UK Clinical Pharmacy Association


Issues for surgery

Potential increase in major adverse cardiovascular events if omitted.

Potential intraoperative hypotension, including refractory hypotension, if continued, which may increase the risk of ischaemic cardiovascular events.

Advice in the perioperative period

Elective surgery

Perioperative continuation or cessation of ACEi/AIIRA remains a contentious issue as there is a lack of high quality evidence on which to base a recommendation (for a discussion of the arguments for and against pre-operative omission of ACEi/AIIRA see Further information).

Until high quality evidence becomes available it is recommended that local consensus is reached regarding the pre-operative management of patients on ACE/AIIRA (including combination products). A practical approach is to omit the ACEi/AIIRA on the morning of surgery, although some centres may opt to omit them up to 48 hours pre-operatively.

Combination products:

  • Combination products containing ACEi/AIIRA and hydrochlorothiazide or indapamide
  • Combination products containing ACEi/AIIRA and calcium channel blocker
  • Combination products containing AIIRA and calcium channel blocker and hydrochlorothiazide
  • Combination products containing AIIRA and sacubitril (Entresto®)

Consideration should be given to prescribing the components of combination products as separate medicines perioperatively. However, some components of combination products do not exist as individual medicines (e.g. hydrochlorothiazide, sacubitril). If there is any doubt about the need to continue or withhold component agents of a combination product, advice should be sought from an anaesthetist.

Emergency surgery

If patient has taken any dose(s) in previous 24-48 hours, inform anaesthetist as potential for intraoperative hypotension (see Interactions with common anaesthetic agents).

Perioperative considerations

If ACEi or AIIRA has been continued pre-operatively, monitor for intraoperative hypotension.

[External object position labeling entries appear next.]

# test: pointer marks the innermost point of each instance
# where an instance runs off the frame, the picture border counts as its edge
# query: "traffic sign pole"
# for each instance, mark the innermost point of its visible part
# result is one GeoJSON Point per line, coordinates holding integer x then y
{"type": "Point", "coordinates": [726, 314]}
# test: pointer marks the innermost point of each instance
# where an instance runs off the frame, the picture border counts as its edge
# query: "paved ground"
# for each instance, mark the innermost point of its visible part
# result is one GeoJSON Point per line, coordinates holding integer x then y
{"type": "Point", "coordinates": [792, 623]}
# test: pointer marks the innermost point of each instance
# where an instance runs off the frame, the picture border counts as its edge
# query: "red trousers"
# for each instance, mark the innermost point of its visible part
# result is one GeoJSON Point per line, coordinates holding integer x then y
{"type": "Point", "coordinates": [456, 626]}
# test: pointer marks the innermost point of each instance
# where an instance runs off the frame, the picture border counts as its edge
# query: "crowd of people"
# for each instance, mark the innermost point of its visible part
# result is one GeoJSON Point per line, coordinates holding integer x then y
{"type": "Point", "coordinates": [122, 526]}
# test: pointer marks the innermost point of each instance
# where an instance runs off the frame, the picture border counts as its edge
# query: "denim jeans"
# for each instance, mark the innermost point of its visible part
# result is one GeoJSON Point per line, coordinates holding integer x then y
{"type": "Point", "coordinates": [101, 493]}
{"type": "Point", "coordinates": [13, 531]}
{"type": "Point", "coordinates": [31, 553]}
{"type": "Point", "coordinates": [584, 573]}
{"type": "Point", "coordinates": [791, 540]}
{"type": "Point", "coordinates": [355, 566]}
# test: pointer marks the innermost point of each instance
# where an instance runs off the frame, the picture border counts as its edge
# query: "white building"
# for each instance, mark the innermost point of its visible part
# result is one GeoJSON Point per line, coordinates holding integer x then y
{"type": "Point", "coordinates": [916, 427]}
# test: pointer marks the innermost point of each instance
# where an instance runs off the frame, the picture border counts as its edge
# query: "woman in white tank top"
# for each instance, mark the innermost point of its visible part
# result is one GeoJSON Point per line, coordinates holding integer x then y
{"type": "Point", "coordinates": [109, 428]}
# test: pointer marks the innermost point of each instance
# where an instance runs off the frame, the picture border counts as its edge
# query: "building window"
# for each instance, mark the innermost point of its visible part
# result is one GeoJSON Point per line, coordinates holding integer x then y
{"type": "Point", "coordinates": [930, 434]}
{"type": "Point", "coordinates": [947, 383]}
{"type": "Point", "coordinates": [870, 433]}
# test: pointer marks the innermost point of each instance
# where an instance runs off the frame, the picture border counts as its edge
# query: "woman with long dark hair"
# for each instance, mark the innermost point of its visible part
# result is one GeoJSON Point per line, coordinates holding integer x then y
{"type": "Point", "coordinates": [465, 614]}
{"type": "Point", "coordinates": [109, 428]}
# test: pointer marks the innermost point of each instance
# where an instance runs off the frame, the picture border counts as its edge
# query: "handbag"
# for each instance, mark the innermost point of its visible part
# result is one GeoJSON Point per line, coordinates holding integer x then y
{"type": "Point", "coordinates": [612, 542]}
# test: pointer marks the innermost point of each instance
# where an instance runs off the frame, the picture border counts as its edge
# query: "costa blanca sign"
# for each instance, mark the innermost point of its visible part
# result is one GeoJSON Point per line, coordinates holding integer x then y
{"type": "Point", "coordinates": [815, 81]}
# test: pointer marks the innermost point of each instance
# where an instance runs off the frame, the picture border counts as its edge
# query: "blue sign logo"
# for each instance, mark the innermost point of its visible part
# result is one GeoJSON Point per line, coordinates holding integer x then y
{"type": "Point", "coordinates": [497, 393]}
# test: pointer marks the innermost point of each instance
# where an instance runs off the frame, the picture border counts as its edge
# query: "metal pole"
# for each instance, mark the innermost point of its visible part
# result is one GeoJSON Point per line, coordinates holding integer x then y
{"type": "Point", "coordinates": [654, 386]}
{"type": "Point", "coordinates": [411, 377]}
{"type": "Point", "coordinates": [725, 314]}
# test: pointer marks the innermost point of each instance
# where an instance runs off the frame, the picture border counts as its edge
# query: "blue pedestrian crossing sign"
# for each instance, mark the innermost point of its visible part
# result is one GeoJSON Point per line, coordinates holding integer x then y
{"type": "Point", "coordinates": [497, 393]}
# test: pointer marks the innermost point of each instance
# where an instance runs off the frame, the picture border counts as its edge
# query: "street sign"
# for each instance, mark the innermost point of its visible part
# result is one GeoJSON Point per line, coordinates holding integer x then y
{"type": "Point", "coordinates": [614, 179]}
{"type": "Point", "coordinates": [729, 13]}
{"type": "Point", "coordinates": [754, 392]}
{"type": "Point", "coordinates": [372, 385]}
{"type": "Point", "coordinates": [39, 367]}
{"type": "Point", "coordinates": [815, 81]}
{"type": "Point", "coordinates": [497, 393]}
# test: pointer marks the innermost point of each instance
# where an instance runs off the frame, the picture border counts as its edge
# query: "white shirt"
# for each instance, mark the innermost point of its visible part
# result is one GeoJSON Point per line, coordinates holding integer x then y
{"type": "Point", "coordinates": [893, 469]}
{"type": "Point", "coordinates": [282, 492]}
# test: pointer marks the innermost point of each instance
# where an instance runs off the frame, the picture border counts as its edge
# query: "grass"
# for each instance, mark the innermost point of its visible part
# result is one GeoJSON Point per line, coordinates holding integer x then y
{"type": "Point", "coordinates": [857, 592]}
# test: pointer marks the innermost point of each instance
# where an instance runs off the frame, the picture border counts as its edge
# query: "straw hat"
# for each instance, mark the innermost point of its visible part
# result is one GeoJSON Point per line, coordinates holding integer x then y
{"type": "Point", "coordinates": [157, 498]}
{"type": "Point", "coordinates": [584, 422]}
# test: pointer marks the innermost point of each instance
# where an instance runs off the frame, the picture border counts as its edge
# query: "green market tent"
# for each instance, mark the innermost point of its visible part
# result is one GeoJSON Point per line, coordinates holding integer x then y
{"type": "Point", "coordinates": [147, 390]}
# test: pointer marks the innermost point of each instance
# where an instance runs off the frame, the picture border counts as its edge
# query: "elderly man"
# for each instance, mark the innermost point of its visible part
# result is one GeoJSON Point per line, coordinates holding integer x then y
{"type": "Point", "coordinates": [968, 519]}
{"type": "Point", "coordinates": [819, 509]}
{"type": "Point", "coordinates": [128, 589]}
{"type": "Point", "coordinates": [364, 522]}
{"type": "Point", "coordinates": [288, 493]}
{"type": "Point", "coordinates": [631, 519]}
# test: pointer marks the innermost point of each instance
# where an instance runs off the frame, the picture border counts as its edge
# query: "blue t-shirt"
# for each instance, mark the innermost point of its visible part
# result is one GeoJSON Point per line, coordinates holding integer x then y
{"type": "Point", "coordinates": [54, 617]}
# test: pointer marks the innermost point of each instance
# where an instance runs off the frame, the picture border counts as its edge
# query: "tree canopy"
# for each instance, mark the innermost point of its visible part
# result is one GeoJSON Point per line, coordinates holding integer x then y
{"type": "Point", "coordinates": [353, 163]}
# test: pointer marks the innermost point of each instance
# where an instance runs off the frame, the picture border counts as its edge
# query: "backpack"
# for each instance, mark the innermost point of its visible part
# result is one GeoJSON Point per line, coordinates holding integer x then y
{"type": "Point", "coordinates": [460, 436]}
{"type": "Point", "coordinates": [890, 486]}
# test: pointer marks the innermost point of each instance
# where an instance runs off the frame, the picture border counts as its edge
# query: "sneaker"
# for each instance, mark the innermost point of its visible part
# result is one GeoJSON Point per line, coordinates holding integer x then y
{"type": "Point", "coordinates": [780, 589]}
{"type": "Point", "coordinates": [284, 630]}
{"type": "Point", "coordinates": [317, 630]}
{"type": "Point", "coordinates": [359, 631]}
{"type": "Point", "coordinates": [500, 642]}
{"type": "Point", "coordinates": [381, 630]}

If this occurs, treat according to advice below (see Interactions with common anaesthetic agents).

Post-operative advice

If stopped prior to surgery, restart post-operatively as soon as blood pressure and volume are stable. It is important that the surgical team ensure that the patient is aware when to restart the ACEi/AIIRA post-operatively to avoid unintentional drug cessation.

Monitor renal function post-operatively. Consider withholding ACEi/AIIRA post-operatively if patient develops acute kidney injury.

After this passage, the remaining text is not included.